In 2015, world leaders committed to achieving the goal of universal health coverage by 2030, “something that will require the implementation of strong, equitable and comprehensive health systems, based on primary health care, in all countries.”

The United Nations’ General Assembly will convene a High-Level meeting on Universal Health Coverage in 2019, PAHO noted.

In 2014, the countries of the region renewed their commitment to universal access to health and universal health coverage when they approved a resolution on the issue.

PAHO said they emphasized that health coverage alone was not enough to solve fundamental health problems and persistent inequities in the region.

They highlighted that it was also necessary to ensure access to comprehensive, quality health services, as well as to programs and interventions that address the social determinants of health, according to PAHO.

In order to contribute to dialogue and collective action, PAHO said it launched the Regional Universal Health Forum in the 21st century: 40 years of Alma-Ata, last December in Ecuador.

This forum included representatives of government, academia, civil society and experts from about 30 countries and territories in the region.
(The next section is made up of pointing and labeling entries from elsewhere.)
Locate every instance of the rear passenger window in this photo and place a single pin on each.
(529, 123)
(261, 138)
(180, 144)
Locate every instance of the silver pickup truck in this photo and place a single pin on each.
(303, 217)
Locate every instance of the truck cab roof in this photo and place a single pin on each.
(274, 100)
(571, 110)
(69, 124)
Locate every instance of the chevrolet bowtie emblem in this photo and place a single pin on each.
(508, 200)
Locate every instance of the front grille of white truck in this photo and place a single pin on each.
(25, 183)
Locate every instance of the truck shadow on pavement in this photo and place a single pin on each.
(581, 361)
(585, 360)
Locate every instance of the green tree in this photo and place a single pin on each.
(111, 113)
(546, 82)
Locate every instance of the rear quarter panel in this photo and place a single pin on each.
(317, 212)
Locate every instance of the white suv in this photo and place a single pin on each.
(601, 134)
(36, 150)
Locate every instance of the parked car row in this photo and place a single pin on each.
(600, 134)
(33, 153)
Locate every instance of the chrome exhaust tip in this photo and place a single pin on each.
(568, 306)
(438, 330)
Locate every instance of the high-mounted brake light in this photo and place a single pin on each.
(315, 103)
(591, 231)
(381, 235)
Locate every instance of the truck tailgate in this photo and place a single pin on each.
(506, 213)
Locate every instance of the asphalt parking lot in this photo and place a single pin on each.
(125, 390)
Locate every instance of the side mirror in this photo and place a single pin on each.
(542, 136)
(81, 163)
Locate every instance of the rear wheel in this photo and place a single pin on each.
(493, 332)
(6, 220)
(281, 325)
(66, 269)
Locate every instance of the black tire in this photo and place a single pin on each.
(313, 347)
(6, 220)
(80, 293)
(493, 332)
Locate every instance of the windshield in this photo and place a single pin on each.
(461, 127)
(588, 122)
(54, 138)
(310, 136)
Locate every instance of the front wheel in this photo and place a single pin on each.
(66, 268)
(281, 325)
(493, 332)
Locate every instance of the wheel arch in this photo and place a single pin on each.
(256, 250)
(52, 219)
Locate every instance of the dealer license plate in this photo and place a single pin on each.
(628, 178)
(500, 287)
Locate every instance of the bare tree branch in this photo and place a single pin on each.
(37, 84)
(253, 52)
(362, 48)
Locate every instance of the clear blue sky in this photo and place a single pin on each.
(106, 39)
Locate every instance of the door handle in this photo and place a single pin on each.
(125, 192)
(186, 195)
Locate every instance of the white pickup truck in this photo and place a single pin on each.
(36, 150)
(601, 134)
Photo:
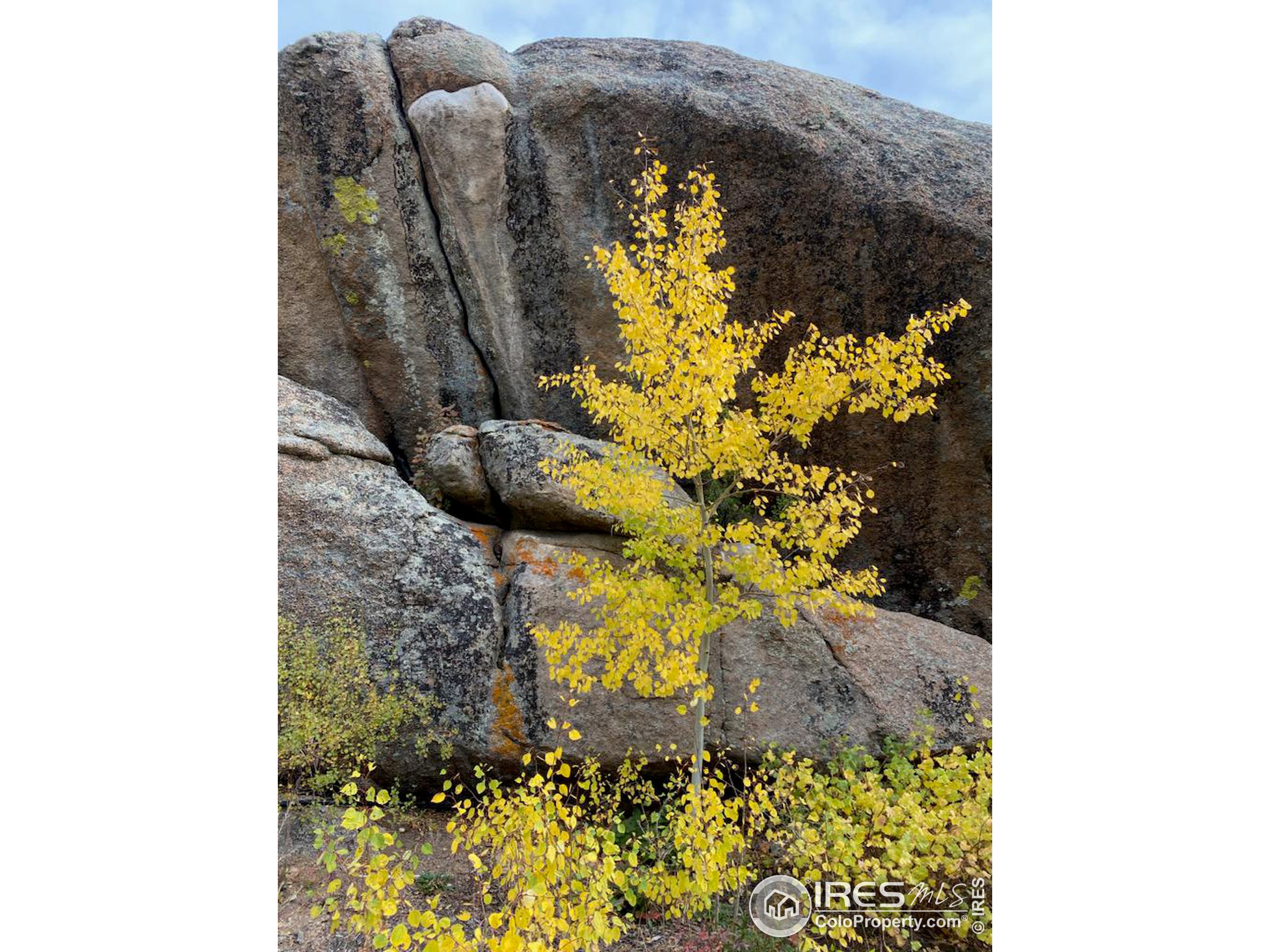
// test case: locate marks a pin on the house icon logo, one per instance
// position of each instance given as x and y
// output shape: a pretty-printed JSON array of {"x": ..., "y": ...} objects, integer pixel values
[{"x": 780, "y": 905}]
It also created a high-level commission that works on the preparation of an overview of the situation and recommendations that will guide countries of the Americas of the steps they should follow in order to achieve the goal by 2030.

During last week’s commemoration in Washington, Néstor Méndez, Assistant Secretary General of the Organization of American States (OAS) and co-chair of the High-Level Commission, announced that the final report of the commission will be presented in April 2019.

Méndez, claimed that “in this new world impetus” to achieve universal health without leaving anyone behind, “it is not enough to declare ourselves committed.

“We have to put the principles of Alma Ata into practice,” Méndez said. “Our people deserve it.”

In turn, Toni Reis, president of Dignity Group, a Brazilian non-governmental organization (NGO) that defends the rights of LGBT people, urged governments to put the principles of the Universal Declaration of Human Rights and the Declarations of both Alma-Ata and Astana into practice, according to PAHO.

Reis also said that “health depends on all sectors, and the community is part of the solution,” stressing the importance of “empathy and the humanization of health services that treat people, not diseases, as this will ensure that people return to the health center.”